New York based singer/songwriter Christopher Porpora has been making music as Cheval Sombre for the best part of a decade now, so the fact that this self-proclaimed 'dark horse' has only just gotten round to releasing his first long player probably says more about the perfectionist in him than anything else. Indeed, perhaps Tresors Caches would be a more suitable description for his project, as Cheval Sombre is an angelic collection of hidden gems deserving a far wider audience than just the shoegaze/dreampop underground scene in which this record will no doubt find itself adored ad infinitum.
It's been a long and tiresome journey for Porpora. Last year saw him release three limited edition singles for the Static Caravan and Trensmat labels to a modicum of critical acclaim, subsequently bringing him to the attention of Luna's Dean Wareham and Britta Phillips, who immediately offered to put out his album on their own Double Feature imprint, as well as contributing guitar, bass and keyboard parts to several of the songs on the record. Add the fact that former Spacemen 3 legend Sonic Boom is on production and engineering duties, and it becomes apparently clear that Cheval Sombre is held in high esteem amongst some of the scene's most established artists.
Indeed, Porpora's association with Sonic Boom actually goes back three years, with the demo tapes for Cheval Sombre first emerging in late 2006. Having sent the masters over to Sonic Boom's Rugby abode shortly after, the re-recording and mixing process was then spread out over the next two years on both sides of the Atlantic until both parties settled on the finished product, and while there is an obvious Spacemen 3 influence here, Porpora's unique vocal styling and omnipotent switches from diminutive alt-country to comatose sub-Velvet Underground drone is something of a masterstroke, not least because it makes Cheval Sombre, despite its obvious leanings, almost impossible to pigeonhole fully one way or the other.
Encompassing 11 songs in total, including the aforementioned three singles, Cheval Sombre is a convoluted journey that takes in apoplectic gospel tendencies ('Little Bit Of Heaven') and even politicised folk ('The World Is Wrong', 'It's A Shame') amidst the fuggy haze that engulfs the record from start to finish.
There's even a cover of The Doors' 'Hyacinth House', which far from sticking to the original, perversely suggests the musical course Jim Morrison could have taken had he still been alive to pursue it.

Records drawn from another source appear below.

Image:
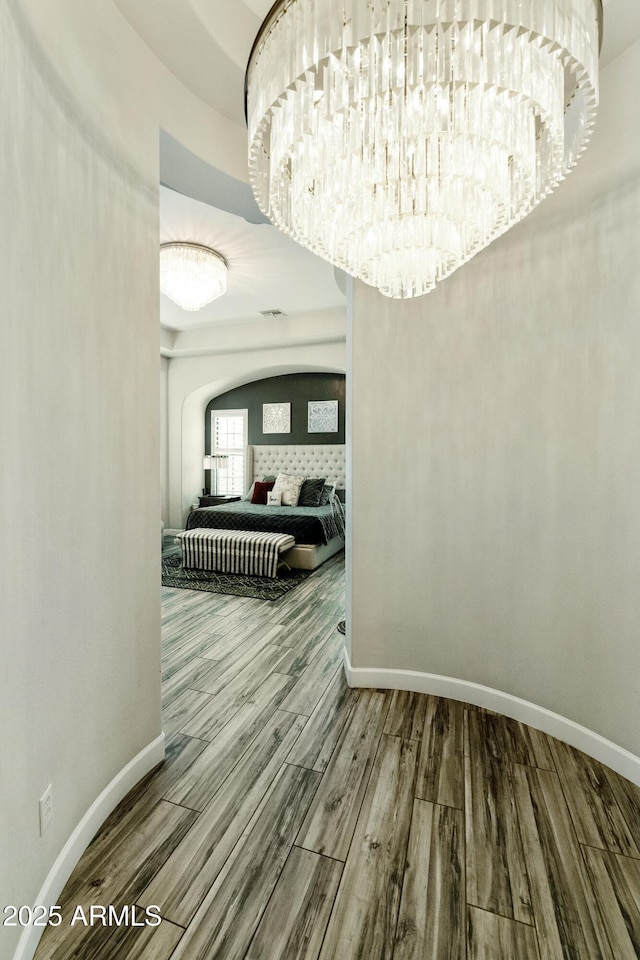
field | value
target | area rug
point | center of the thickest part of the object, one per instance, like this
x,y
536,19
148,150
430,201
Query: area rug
x,y
234,584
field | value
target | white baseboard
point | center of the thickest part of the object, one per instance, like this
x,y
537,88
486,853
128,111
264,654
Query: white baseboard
x,y
114,792
613,756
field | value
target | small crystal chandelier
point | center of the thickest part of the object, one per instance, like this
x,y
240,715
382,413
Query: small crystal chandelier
x,y
397,138
191,275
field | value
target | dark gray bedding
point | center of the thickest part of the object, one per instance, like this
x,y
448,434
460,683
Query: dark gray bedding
x,y
306,524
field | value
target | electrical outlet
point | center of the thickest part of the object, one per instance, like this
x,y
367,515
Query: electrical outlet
x,y
46,809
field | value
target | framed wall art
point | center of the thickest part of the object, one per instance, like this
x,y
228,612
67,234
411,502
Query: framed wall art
x,y
276,418
323,416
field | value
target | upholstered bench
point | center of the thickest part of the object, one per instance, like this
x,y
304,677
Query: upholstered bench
x,y
234,551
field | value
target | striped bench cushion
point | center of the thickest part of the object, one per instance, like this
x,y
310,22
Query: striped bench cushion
x,y
234,551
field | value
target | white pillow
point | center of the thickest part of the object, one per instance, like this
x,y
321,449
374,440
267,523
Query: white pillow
x,y
289,489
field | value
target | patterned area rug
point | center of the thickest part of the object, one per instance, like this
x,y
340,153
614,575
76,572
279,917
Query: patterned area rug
x,y
234,584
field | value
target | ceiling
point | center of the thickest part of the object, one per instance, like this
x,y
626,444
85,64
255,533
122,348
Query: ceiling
x,y
207,50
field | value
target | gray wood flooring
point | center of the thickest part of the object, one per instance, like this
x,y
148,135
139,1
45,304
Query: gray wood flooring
x,y
295,819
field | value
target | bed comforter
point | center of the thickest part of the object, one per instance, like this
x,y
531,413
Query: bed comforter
x,y
305,524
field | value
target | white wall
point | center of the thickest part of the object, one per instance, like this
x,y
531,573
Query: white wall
x,y
502,544
79,425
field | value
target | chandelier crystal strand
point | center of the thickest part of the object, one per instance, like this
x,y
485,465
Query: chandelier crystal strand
x,y
397,138
191,275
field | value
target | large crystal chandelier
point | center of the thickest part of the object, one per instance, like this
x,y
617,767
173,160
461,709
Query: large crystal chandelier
x,y
397,138
191,275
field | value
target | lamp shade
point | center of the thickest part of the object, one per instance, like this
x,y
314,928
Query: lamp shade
x,y
191,275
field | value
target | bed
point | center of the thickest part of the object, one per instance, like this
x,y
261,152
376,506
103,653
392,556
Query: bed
x,y
318,531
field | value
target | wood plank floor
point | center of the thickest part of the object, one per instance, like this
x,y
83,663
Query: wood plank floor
x,y
295,819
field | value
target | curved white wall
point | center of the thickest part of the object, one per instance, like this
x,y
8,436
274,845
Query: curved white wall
x,y
508,550
81,104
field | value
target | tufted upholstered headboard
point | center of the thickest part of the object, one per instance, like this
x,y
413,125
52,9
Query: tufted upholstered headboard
x,y
305,459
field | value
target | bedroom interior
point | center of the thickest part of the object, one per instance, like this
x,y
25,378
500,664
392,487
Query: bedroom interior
x,y
489,589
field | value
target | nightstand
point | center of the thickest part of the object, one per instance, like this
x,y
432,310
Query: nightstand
x,y
216,500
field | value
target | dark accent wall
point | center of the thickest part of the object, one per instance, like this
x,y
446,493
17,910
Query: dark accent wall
x,y
294,388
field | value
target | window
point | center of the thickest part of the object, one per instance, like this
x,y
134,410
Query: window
x,y
229,439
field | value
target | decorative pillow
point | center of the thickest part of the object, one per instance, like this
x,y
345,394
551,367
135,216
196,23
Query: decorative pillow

Of course there will be question marks as to whether or not this record would have made the same impact had Porpora not been fortunate enough to acquire the assistance of his more renowned friends, but as with any thoroughbred, if the pedigree is there in the first instance, its all about developing those skills to perfection and without doubt, this dark horse has left the nursery stables well and truly behind him.